The bizarre removal from the Nkandla family homestead and subsequent detention by the State Security Agency (SSA) of maNtuli Zuma following unproven allegations six years ago of involvement in the “poisoning” of her husband Jacob Zuma had a sequel at the Commission of Inquiry into State Capture.
In 2019, maNtuli instructed lawyer Ulrich Roux to write to National Prosecuting Authority head Shamila Batohi, to finalise the investigation against her, after awaiting her fate since 2015.
Referring to maNtuli’s detention in Durban North, SSA acting director-general Loyiso Jafta told Deputy Chief Justice Raymond Zondo: “There was a report in the media of an attempted murder of former president Jacob Zuma, allegedly by his wife – maNtuli. This matter was investigated by – among others – the State Security Agency.
“It was a private and public matter because you did not know whether he was being poisoned for being president or because of domestic considerations.

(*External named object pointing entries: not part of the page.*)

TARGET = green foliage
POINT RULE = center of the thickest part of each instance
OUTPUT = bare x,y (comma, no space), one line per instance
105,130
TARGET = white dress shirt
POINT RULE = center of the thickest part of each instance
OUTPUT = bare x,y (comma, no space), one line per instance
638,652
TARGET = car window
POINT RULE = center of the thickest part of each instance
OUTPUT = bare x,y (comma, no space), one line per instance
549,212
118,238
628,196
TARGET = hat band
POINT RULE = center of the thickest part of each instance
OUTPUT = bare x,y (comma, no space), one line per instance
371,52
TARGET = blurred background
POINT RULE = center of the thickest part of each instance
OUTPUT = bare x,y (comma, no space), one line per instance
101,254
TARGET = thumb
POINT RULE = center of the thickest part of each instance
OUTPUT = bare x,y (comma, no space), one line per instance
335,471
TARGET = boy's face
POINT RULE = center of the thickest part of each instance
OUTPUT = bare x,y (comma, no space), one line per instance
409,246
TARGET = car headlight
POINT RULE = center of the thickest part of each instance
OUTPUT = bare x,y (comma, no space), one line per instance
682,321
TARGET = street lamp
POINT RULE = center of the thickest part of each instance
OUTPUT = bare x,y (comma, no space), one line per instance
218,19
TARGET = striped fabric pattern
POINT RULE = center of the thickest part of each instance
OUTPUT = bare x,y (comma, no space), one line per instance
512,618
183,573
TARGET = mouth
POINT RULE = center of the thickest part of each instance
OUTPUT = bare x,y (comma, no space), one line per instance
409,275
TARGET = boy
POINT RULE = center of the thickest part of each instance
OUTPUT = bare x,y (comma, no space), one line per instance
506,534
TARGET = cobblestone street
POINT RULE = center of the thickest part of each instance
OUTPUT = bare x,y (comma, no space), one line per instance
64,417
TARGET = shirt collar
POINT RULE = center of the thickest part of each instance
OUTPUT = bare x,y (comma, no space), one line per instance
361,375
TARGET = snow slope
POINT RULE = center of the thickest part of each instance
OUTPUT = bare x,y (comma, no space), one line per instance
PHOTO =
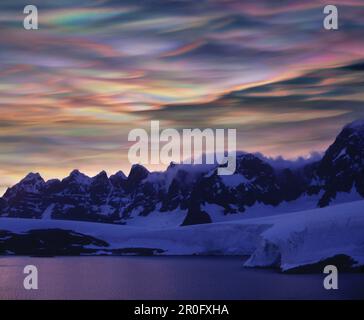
285,241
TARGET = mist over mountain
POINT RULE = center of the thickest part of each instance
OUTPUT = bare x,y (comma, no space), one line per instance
194,194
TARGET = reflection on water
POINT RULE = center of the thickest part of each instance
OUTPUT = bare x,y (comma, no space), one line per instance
164,278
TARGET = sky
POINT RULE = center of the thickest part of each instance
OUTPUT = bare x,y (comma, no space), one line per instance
72,90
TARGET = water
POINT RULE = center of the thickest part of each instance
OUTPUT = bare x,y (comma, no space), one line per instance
165,278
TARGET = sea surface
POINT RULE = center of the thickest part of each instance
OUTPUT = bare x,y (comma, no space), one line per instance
190,277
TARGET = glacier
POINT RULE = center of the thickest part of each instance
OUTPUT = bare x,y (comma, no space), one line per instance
285,241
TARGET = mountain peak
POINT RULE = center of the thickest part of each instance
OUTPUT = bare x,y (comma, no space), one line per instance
119,175
32,177
79,177
356,125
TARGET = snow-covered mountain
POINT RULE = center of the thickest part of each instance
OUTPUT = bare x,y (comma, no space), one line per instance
194,194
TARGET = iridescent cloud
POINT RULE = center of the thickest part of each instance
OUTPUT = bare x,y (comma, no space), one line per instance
71,91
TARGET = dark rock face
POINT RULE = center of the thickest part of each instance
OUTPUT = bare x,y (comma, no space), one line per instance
116,198
342,167
48,242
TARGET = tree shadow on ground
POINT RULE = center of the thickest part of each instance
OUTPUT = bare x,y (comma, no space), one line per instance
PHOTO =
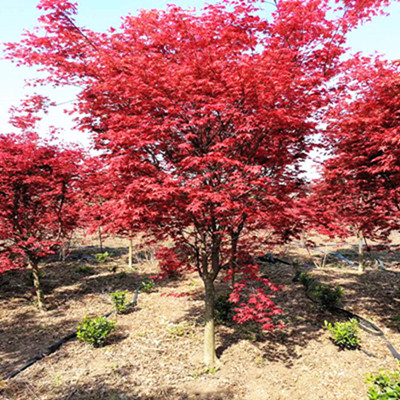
303,321
100,389
25,335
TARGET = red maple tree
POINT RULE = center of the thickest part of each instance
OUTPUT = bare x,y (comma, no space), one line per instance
359,191
203,119
39,201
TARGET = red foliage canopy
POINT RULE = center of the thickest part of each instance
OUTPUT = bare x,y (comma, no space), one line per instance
203,118
39,203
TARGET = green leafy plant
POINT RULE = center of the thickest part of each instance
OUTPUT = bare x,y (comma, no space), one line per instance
102,257
147,286
95,330
384,385
328,295
344,334
119,300
223,309
306,280
181,329
84,269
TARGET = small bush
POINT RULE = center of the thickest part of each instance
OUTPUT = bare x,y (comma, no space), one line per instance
223,309
95,330
384,385
147,286
84,269
181,329
102,257
344,334
119,300
328,295
306,280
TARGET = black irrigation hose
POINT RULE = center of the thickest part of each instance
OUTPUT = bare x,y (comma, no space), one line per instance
368,326
54,347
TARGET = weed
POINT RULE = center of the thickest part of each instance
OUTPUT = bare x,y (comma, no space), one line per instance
102,257
58,379
223,309
147,286
384,385
181,329
119,300
328,295
344,334
84,269
95,330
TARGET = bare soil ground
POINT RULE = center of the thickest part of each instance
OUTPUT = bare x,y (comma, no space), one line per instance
156,352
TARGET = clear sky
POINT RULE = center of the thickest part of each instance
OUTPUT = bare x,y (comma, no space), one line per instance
381,35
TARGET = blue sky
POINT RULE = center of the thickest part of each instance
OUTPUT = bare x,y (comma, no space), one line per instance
381,35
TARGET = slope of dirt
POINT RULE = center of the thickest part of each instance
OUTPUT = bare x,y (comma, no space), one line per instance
156,351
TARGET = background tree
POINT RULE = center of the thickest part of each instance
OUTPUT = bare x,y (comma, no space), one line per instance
358,193
39,201
203,118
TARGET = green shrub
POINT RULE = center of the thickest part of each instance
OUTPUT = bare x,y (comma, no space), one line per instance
344,334
223,309
306,280
147,286
84,269
119,300
95,330
102,257
328,295
384,385
181,329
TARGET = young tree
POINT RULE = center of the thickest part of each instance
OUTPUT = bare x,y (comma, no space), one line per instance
39,204
203,119
359,191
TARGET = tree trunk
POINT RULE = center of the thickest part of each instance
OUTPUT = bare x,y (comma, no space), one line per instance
130,257
100,240
234,240
361,266
36,284
209,331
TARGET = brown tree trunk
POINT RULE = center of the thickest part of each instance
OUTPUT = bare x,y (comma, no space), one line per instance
209,331
130,256
37,285
234,240
100,240
361,266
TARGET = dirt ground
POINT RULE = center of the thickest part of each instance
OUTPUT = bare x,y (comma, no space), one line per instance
156,351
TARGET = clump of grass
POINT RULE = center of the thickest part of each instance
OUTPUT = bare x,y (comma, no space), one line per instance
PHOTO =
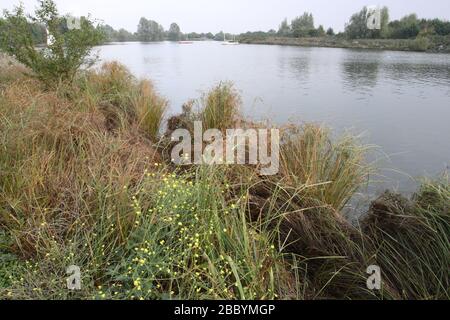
150,108
124,100
79,189
220,107
332,171
192,244
412,241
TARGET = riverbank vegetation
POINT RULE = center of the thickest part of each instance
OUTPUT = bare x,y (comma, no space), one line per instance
407,34
86,179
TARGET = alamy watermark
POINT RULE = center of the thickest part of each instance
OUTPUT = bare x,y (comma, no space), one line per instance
238,146
74,280
373,17
374,280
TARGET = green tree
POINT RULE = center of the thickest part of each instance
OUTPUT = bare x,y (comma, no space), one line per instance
149,30
124,35
58,61
219,36
303,26
174,33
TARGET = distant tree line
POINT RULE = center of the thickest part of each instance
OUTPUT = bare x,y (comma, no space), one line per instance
36,29
149,30
408,27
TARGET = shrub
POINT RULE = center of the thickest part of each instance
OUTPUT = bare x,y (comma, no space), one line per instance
60,60
420,44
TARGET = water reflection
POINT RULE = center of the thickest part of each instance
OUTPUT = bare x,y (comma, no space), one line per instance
360,72
295,65
400,99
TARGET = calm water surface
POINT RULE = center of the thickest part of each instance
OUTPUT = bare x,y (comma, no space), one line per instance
399,101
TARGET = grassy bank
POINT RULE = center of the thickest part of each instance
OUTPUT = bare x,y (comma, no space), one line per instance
429,44
86,179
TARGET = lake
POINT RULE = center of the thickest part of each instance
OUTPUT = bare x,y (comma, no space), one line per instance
399,101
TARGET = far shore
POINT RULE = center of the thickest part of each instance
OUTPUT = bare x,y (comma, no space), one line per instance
432,45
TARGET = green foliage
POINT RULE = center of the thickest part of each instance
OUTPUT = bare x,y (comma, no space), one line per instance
405,28
303,26
174,33
412,240
149,30
60,60
357,26
421,43
111,35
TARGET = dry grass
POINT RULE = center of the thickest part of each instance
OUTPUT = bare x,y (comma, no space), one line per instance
81,182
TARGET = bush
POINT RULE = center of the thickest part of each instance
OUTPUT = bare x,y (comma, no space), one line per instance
60,60
420,44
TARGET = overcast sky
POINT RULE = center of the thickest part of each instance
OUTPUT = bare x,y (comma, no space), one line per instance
234,16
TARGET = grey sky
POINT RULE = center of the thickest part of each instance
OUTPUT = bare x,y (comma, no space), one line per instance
234,16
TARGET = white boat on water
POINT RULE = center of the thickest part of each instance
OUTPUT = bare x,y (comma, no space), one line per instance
187,41
229,42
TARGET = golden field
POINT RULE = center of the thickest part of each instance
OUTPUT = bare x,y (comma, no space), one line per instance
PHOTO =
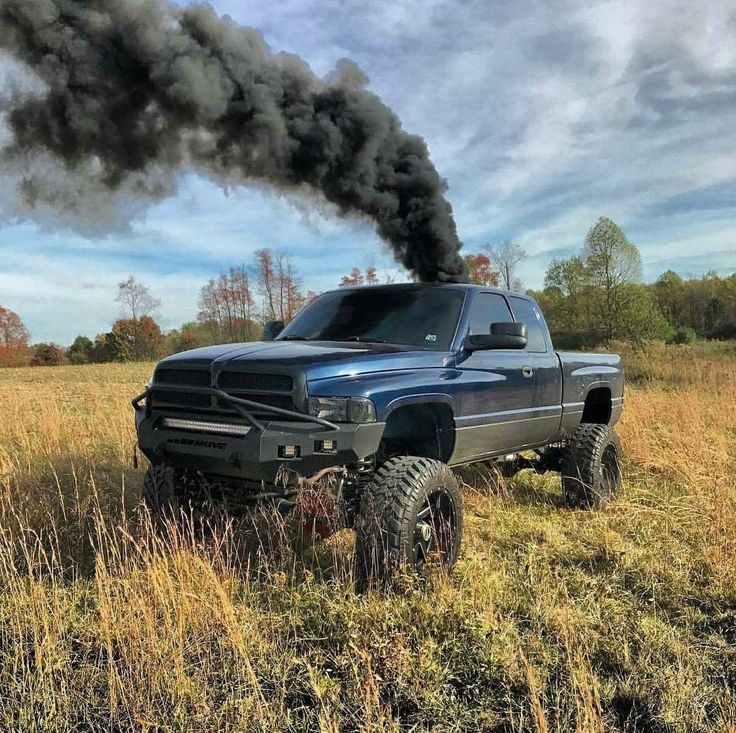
622,619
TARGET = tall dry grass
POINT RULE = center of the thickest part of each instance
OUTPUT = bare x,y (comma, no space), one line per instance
556,620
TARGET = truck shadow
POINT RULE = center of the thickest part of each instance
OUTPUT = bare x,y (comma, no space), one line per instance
527,487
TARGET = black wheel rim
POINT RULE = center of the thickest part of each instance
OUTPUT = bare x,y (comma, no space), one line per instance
435,530
610,471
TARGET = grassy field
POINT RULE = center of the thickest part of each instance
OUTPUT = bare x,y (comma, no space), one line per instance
556,620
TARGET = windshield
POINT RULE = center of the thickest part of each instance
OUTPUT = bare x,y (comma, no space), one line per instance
421,317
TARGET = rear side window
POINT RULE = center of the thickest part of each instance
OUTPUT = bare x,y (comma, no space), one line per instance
488,308
525,312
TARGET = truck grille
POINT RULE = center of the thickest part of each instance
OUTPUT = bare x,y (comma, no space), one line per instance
274,390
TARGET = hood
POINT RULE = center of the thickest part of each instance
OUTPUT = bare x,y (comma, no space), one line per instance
318,359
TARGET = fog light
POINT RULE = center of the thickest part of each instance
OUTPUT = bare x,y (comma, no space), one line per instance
289,451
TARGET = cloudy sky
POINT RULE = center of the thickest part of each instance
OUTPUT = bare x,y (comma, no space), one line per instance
542,116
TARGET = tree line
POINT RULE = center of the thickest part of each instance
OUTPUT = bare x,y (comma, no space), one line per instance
592,298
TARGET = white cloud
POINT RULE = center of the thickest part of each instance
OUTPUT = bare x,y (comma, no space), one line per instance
541,116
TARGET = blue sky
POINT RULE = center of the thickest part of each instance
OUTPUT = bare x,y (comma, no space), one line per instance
542,116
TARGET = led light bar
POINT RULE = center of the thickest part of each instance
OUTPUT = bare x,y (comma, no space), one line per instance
202,426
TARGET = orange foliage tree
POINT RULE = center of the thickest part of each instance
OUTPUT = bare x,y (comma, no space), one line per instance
480,271
14,339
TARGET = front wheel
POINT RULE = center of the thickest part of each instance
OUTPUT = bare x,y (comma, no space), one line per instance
161,490
591,466
410,516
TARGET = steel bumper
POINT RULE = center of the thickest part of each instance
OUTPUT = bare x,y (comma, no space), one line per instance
258,455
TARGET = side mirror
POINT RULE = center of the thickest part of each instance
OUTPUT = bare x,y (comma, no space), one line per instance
502,336
271,330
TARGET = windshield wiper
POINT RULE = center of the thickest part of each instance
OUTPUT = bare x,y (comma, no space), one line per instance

“Mrs Zuma was then in essence put in the custody of the State Security Agency. She was in remand detention, without having gone through due processes – kept against her will and without evidence.”
Zondo remarked: “If she was kept there against her will, that would be quite serious because it would be detention by an organ of state in circumstances where no law allowed an organ of state to detain her – quite serious.”
Jafta responded: “It is one example showing the straddling of the private and the public person of former president Zuma. I have to say that it is very difficult to determine with absolute certainty that a president has given an instruction or not.
“It does happen quite a lot and it must have happened that functionaries at various levels would anticipate what would be agreeable to the person of the president. What would please the president and take such initiatives, regardless of what the law says.
“I don’t want to create an impression that former president Zuma was always aware and consented to many of the things that were done, presumably for his benefit – either in his private or public capacity.
“When you assist and advance the political agenda of a faction associated with the president, you assist his private person.
“There are instances when our activities responded to his personal interest in his private capacity.”